La conférence de Paris ouvre sous un mauvais karma
Le 20 juillet 2015 par Valéry Laramée de Tannenberg
Paris accueille une quarantaine de négociateurs. Objectif: accélérer la rédaction d’un projet d’accord pour la COP 21.
Le ministre des affaires étrangères Laurent Fabius accueille, ce lundi 20 juillet, une quarantaine de responsables nationaux des négociations climatiques. Objet de ces deux jours de «consultations informelles ministérielles»: discuter les thèmes-clés du futur accord international sur le climat qui devra être trouvé à Paris en décembre. Plus prosaïquement, il s’agit de réduire à quelques feuillets les 136 pages (dans sa version française) du texte de négociation, issu du round de février dernier. Importantes, les tractations parisiennes ne sont pas pour autant le rendez-vous de la dernière chance.
Les chefs d’Etat décident
En septembre, l’ONU et la France organisent, à New York, un sommet des chefs d’Etat. Une rencontre plus importante encore que celle du Quai d’Orsay, «car ce sont les chefs d’Etat et de gouvernement qui font les accords, pas leurs négociateurs techniques», rappelait récemment l’ancien ministre au développement, Pascal Canfin. D’autres réunions multilatérales seront autant d’occasions de rapprocher les points de vue: la réunion des gouverneurs de la Banque mondiale à Lima, début octobre, ou le sommet du G20 d’Antalya mi-novembre[1].
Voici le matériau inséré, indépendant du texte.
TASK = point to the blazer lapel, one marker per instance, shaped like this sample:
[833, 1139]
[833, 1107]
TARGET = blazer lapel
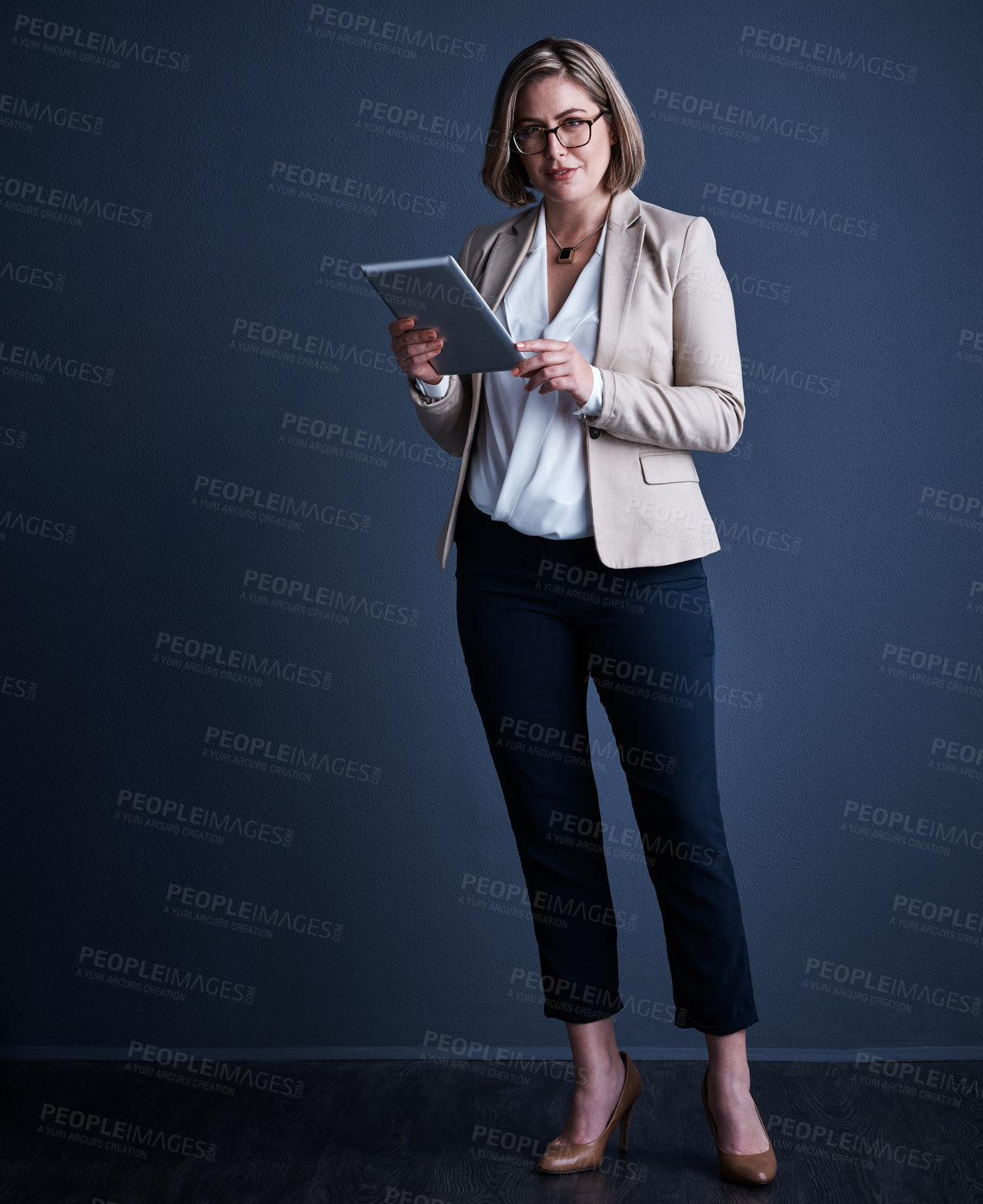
[620, 265]
[507, 252]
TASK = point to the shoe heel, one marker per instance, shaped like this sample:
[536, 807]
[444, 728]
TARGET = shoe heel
[623, 1137]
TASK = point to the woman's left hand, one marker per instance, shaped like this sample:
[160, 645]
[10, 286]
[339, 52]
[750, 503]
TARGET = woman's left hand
[559, 366]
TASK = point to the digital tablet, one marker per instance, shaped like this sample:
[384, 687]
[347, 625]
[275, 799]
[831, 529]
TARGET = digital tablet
[440, 296]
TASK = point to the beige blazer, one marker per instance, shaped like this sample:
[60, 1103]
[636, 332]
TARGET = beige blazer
[671, 370]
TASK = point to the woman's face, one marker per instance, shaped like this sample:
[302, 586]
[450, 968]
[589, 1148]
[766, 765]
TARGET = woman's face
[563, 173]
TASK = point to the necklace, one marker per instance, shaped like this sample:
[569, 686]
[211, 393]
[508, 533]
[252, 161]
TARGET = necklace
[567, 253]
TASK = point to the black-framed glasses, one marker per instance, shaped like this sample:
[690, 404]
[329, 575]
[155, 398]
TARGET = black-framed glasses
[575, 130]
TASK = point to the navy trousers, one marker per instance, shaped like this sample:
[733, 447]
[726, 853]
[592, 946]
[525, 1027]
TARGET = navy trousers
[539, 619]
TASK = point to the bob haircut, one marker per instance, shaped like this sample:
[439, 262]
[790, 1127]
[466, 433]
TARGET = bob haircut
[503, 171]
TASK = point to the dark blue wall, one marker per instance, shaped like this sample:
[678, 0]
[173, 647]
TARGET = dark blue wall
[182, 323]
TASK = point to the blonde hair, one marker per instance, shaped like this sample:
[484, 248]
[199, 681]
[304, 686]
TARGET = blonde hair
[503, 171]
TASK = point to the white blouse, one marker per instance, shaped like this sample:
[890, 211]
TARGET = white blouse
[529, 463]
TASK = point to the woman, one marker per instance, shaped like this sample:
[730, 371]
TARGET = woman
[580, 527]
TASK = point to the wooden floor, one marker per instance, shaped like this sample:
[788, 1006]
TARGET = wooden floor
[469, 1133]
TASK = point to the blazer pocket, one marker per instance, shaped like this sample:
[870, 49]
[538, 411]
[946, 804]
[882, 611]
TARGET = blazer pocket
[664, 467]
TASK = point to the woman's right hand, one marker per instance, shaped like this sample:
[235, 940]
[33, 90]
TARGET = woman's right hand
[413, 349]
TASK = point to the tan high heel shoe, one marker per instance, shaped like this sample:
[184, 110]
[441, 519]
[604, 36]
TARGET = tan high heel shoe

A priori, la réunion de travail parisienne a débuté sous de bons auspices. Ces derniers jours, deux nouveaux pays ont publié leurs engagements nationaux (INDC). Dans une INDC assez détaillée, le Japon a annoncé, vendredi 17 juillet, son intention de réduire de 26% ses émissions de gaz à effet de serre (GES) entre 2013 et 2030. Tokyo s’engage donc à baisser de 3% ses rejets de GES entre 1990, année de référence de l’ONU, et 2030. Une très belle performance![2]
Tout aussi symbolique, les îles Marshall ont aussi présenté leur catalogue de bonnes nouvelles. Le premier Etat insulaire à déposer son INDC prévoit de réduire de 32% ses émissions entre 2010 et 2025. En gros, Majuro prévoit d’amener les émissions de l’archipel à 70.000 tonnes par an, en 10 ans.
15 à 20% des efforts
Rien qui suffise à remettre le climat sur de meilleurs rails. Le 8 juillet dernier, au cours de la conférence de l’Unesco Our Common Future, plusieurs climatologues avaient dressé un premier bilan des INDC. S’appuyant sur les 18 catalogues de promesses publiés en juin[3], Michel Den Elzen, de l’agence d’évaluation environnementale des Pays-Bas (PBL), avait estimé que, au mieux, seuls 15 à 20% des efforts nécessaires pour stabiliser le réchauffement à 2°C étaient programmés. Diagnostic confirmé par les climatologues du Climate Action Tracker. Ils ne seront pas démentis par les gouvernements japonais et des Îles Marshall.
La solution viendra-t-elle de la société civile? Rien n’est moins sûr. Depuis quelques mois, entreprises, collectivités et investisseurs sont priés de publier leurs engagements sur la plate-forme Nazca, mise en ligne après le sommet climatique de Lima. A ce jour, près de 2.800 actions ont été répertoriées, sans qu’on puisse en évaluer l’intérêt climatique.
Fort heureusement, l’industrie pétrolière devrait arriver à la rescousse. Unis dans l’Oil and Gas Climate Initiative, 8 compagnies pétrogazières[4] promettent de présenter, en octobre, les bonnes pratiques qui leur permettront de réduire leur empreinte carbone. Le monde retient son souffle.
[1] On y parlera notamment de finance carbone.
[2] Sur cette période, l’UE s’engage à abattre de 40% ses émissions.
[3] Couvrant 55% des émissions mondiales.
[4] BG Group, BP, ENI, Pemex, Aramco, Shell, Total et Sinopec produisent 16% des hydrocarbures mondiaux.